You may hear a lot about enticing loan and lease rates in commercials, but only consumers with the strongest credit scores are actually qualifying for the sweet deals. The rest of the foot traffic in showrooms, depressed as it is, is walking away without new car keys in hand.
That's where the new president and Congress come in. Plans are afoot to buy up troubled auto loans and also allow the beleaguered automakers to tap funds made available to struggling banks. That could help dealers start moving the metal again.
Although current forecasts call for another brutal year for Detroit in 2009, the industry might actually be facing a slightly more bullish outlook, provided it has the cash to lend. That's because several industry headwinds are starting to become tailwinds:
- Gasoline pump prices have fallen 35% since peaking early this summer, and with oil at $65 (at the time of this writing), pump prices could fall another 10% to 15% this winter.

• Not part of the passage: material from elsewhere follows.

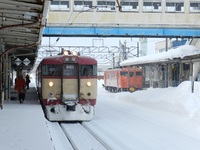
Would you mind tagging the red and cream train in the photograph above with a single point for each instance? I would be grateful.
(123, 79)
(67, 87)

- The average age of the country's fleet of cars and trucks had been quite young, thanks to the above-average sales pace seen in 2005 and 2006. But since then, the fleet has steadily aged, and a large number of vehicles, especially pick-up trucks used in heavy-duty environments, are moving closer to the end of their useful range.
- The automakers have been working feverishly to roll out freshly designed fuel-efficient vehicles, a number of which are expected to hit the market in 2009.